The movement focused on the six points of the People's Charter, which aimed to introduce universal male franchise (at a time when perhaps only one-fifth of adult males had the vote - essentially those drawn from the upper and middle classes) and a more equitable, participatory and democratic political system underpinned by a broader notion of citizenship.
The six points themselves were:
The vote for all men aged 21 and over - serious thought was given to campaigning for the vote for adult females but it was decided that this was tactically unwise, and not all Chartists were as fully enlightened as we might like them to have been
Equal electoral districts - to help equalise the value of the vote across constituencies
Payment of MPs - to enable working men to stand
No property qualification for MPs
The secret ballot - at this time voting was a public act and pollbooks were printed which recorded how people voted
Annual parliaments - at this time a general election was required only once every seven years which was felt to distance MPs from the people
The primary method by which the Chartists sought to achieve their goals was the mass petition submitted to Parliament.
Scholars have distinguished between 'moral' and 'physical' force Chartism: the first covered petitioning, mass meetings, attempting to gain election to Parliament, while the second implied a readiness to take up arms against the state.
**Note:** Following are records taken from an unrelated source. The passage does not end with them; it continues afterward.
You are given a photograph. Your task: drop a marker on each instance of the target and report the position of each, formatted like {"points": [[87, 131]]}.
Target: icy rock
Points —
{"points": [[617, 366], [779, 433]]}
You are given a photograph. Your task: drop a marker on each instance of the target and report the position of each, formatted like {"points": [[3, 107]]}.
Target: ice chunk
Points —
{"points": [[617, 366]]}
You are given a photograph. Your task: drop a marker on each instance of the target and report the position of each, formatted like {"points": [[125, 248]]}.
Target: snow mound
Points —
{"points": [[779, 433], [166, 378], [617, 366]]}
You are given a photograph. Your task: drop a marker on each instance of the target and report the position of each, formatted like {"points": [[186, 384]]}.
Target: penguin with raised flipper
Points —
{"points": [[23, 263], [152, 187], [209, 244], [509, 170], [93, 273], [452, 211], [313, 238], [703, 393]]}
The contrast between these two approaches can be overstated, many Chartists believed that the threat of force might be necessary to back up the moral pressure represented by the mobilisation of public opinion, but that did not necessarily mean that they would seriously contemplate rising in rebellion.
Some, however, particularly concentrated in the Monmouthshire and east Glamorgan valleys and in Newport itself, did.
The 'Rising' at Newport in November 1839 was the most serious manifestation of physical force Chartism in the history of the movement.
It is important to note that the Chartists were armed and ready to use force, they were not the passive victims of a massacre.
The Battle of the Westgate was a bloody and not especially brief struggle, but it clearly resulted in the defeat and confusion of the Chartists and discredited the physical force strategy.
The subsequent trial for high treason of the Rising's leaders, their conviction, and the commutation of the sentence to transportation to Australia, went some way towards rescuing the cause in that it highlighted the dignity of John Frost in particular, and mobilised sympathy for those on trial.
It also clouded the historical record in that the defence case sought to deny that the Rising had been a genuine attempt at insurrection. After the Rising the Chartist movement continued in Newport and its hinterland but was never as strong or as threatening again.
None of the six points of the Charter were achieved during the lifetime of the movement, but five of the six have come to pass - the exception being annual parliaments - and full political equality for women was attained in two stages, in 1918 and in 1928.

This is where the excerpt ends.